Lev Nikolayevich Kekushev
Kekushev Isakov House on Prechistenka Street.jpg
Isakov Apartment Building, 1904-1906
Born February 19, 1862
Vilnius
Died ?? 1916 - 1919
?? Moscow
Nationality Russia
Occupation Architect
Buildings Mindovsky House
Isakov Apartment Building
Projects Completion of Hotel Metropol

Lev Nikolayevich Kekushev (Russian: Лев Николаевич Кекушев) was a Russian architect, notable for his Art Nouveau buildings in Moscow, built in the 1890s and early 1900s in the original, Franco-Belgian variety of this style. Kekushev's buildings are notable for his skillful use of metal ornaments and his signature with a lion (Lev) ornament or sculpture.

Kekushev was born in the family of a Russian officer in Vilnius (Maria Naschokina, p. 253; Simbirsk according to other sources). Kekushev graduated high school in Vilnius, and the Institute of Civil Engineers in Saint Petersburg (1883–1889). For one year, he worked as a state-employed construction engineer in Saint Petersburg, but relocated to Moscow in 1890. At first an assistant to architect Semyon Eybushits, he started independent practice in 1893. At the same time, Kekushev became a master in applied art technologies - iron forging, silver galvanization and chemical frosting of glass. Throughout the 1890s, Kekushev and Illarion Ivanov-Shitz were employed by Moscow-based railway companies and designed dozens of extant railway stations.

Kekushev was the first practitioner of Art Nouveau in Moscow, starting with his apartment buildings in Varsonofyevskay Lane and Bolshaya Dmitrovka, completed 1893. His style (unlike the next generation of Art Nouveau architects like William Walcot and Fyodor Schechtel) is very close to the original Belgian style of Victor Horta. The new wave of architecture was endorsed and financed by prominent business figures like the Khludov and Morozov families and Jacob Reck.
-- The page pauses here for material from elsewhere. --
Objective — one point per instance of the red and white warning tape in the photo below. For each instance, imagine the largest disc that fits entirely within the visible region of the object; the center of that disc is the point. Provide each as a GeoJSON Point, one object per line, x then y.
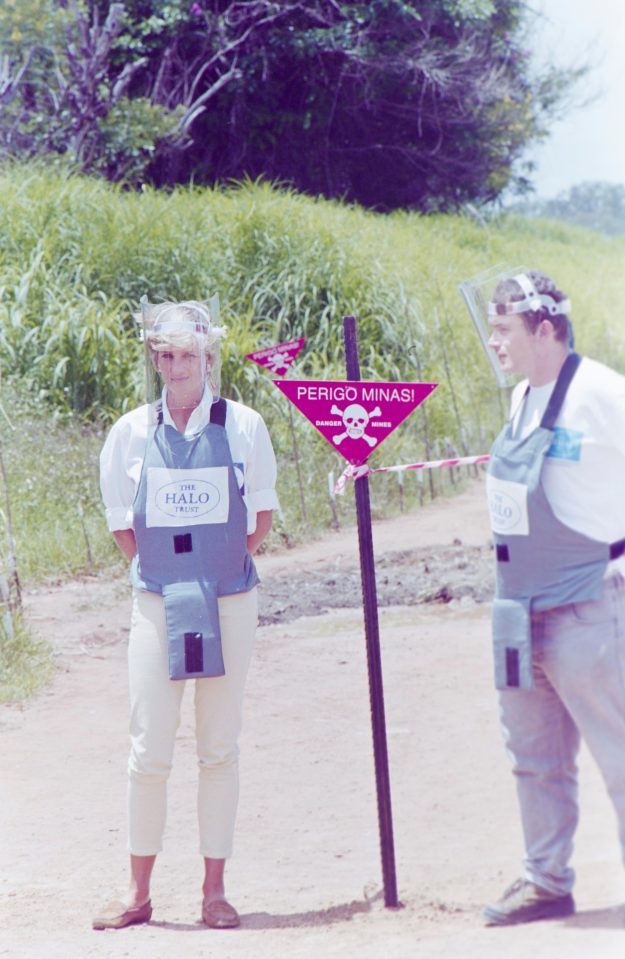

In 1898-1899, Kekushev won the first prize in the open contest for Hotel Metropol; financier Savva Morozov discarded the decision of a professional jury and awarded architectural design to William Walcot. However, the owners retained Kekushev as overall project manager. "None of this (Walcot's earlier) work is on the scale of the Metropole; Kekushev's assistance was probably crucial to the final realization of this complex structure, with its immense dome of glass and iron over an interior court" (Brumfield, chapter 3).